4.8.2 Naar het oordeel van het hof gaat het hierbij om verweren die niet betreffen specifiek burgerrechtelijke vraagstukken met betrekking tot de aansprakelijkheid zelf, maar veeleer om verweren die nopen tot de beoordeling van de vraag of de inspecteur bij het opleggen van de aanslag de relevante regels van het belastingrecht op de juiste wijze heeft toegepast.
Dat een nietige of non-existente aanslag zonder meer aan een hoofdelijke aansprakelijkheid voor de in die aanslag begrepen belastingschuld in de weg staat, betekent in het onderhavige geval niet zonder meer dat het daarop gebaseerde verweer van [appellante] in deze procedure aan de orde moet komen. Dit zou mogelijk anders zijn indien ook bij marginale toetsing van de aanslag duidelijk zou zijn dat het om een nietige aanslag gaat. Daarvan is in het onderhavige geval echter geen sprake. De materiele belastingschuld is immers ontstaan voordat [de failliet] in staat van faillissement was verklaard.
Deze verweren behoren derhalve beoordeeld te worden in het kader van het bezwaarschrift tegen de naheffingsaanslag, zoals bedoeld in artikel 50 Iw en niet in de onderhavige procedure.
4.9.1 Naar het oordeel van [appellante] heeft de Ontvanger in strijd met de beginselen van behoorlijk bestuur gehandeld door [appellante] aansprakelijk te stellen voordat hij heeft getracht de belastingschuld bij [de failliet] of bij een van haar bestuurders te innen. Het hof verwerpt dit verweer op de volgende gronden.

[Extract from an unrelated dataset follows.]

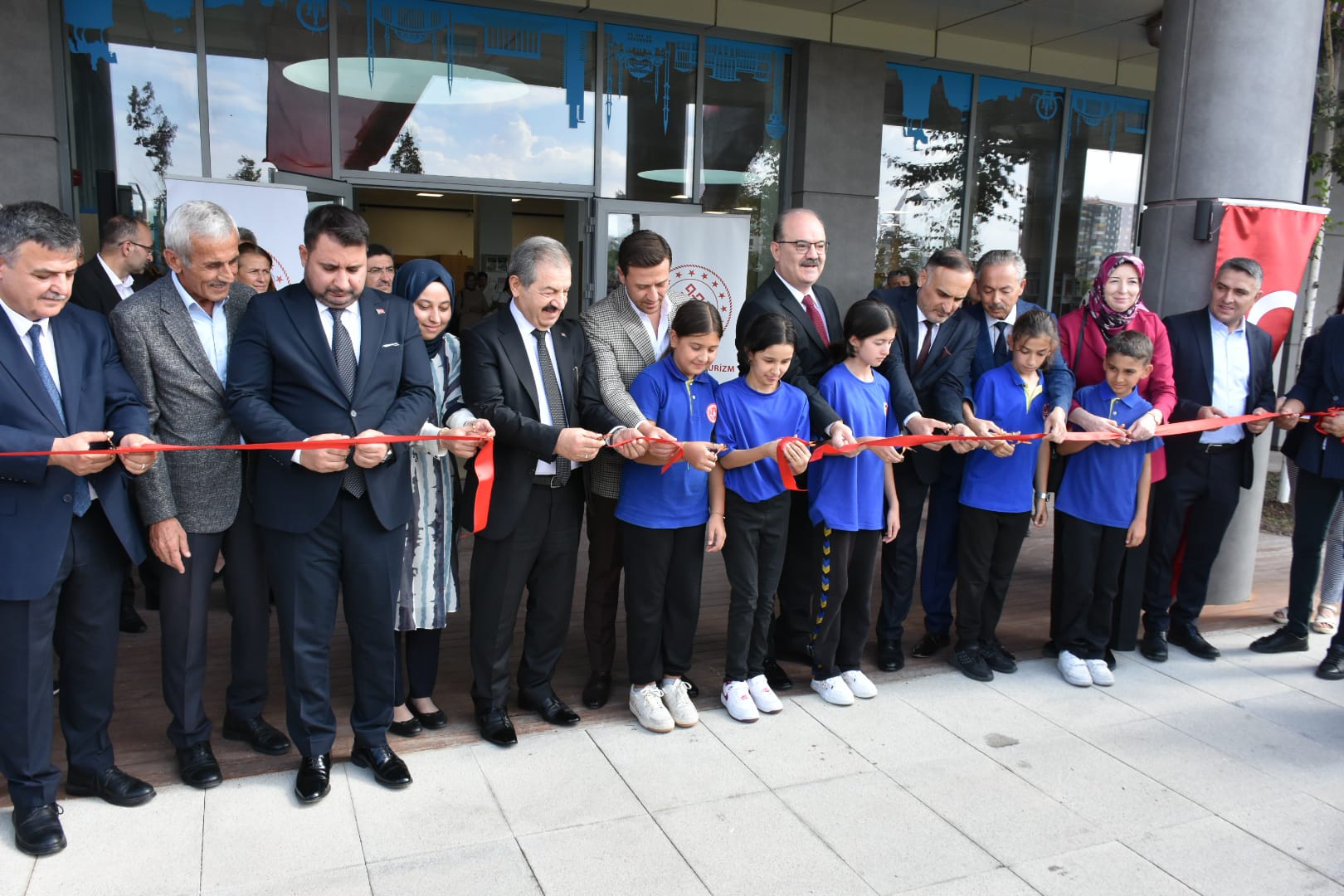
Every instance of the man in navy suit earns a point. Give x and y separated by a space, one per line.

4.9.2 Vaststaat dat [de failliet] op 1 september 1992, ruim voor het opleggen van de naheffingsaanslag en de aansprakelijkstelling van [appellante], failliet is verklaard en dat dit faillissement op 12 januari 1993 is opgeheven vanwege onvoldoende actief. [Appellante] heeft niet gesteld dat de vermogenspositie van [de failliet] na het opheffen van het faillissement in positieve zin gewijzigd is. Integendeel, [appellante] heeft bij gelegenheid van pleidooi in hoger beroep desgevraagd verklaard dat er geen concrete aanwijzingen zijn dat er wel actief is bij [de failliet].
Niet valt in te zien dat de Ontvanger in strijd met de beginselen van behoorlijk bestuur heeft gehandeld door zinloze handelingen, zoals een poging om de belastingschulden bij [de failliet] te innen, achterwege te laten.
4.9.3 Naar het oordeel van het hof staat het de Ontvanger in beginsel vrij om te kiezen welke (rechts)personen hij hoofdelijk aansprakelijk stelt voor de onderhavige belastingschuld van [de failliet]], met die beperking dat hij daarbij niet mag handelen in strijd met enig beginsel van behoorlijk bestuur.
Dat de Ontvanger bij die keuze heeft gehandeld in strijd met enig beginsel van behoorlijk bestuur heeft [appellante] onvoldoende feitelijk onderbouwd of aannemelijk gemaakt. Dit geldt temeer nu de Ontvanger zijn keuze heeft toegelicht door aan te geven dat blijkens een onderzoek van het GAK geen verhaal mogelijk was op [leidinggevende 2] en [leidinggevende 1]. [Appellante] heeft deze stelling van de Ontvanger niet gemotiveerd betwist, doch slechts aangegeven dat de diepgang van dit onderzoek hem niet bekend is. Echter, naar het oordeel van het hof kan in verband met een snelle en efficiënte invordering niet van de Ontvanger worden gevergd dat hij een diepgaand onderzoek instelt naar de mate waarin hoofdelijke schuldenaren wat de verhaalsmogelijkheden betreft verschillen.
Voorts heeft [appellante] niet voldoende concreet aangegeven welke andere (rechts)personen door de Ontvanger aansprakelijk gesteld hadden kunnen worden.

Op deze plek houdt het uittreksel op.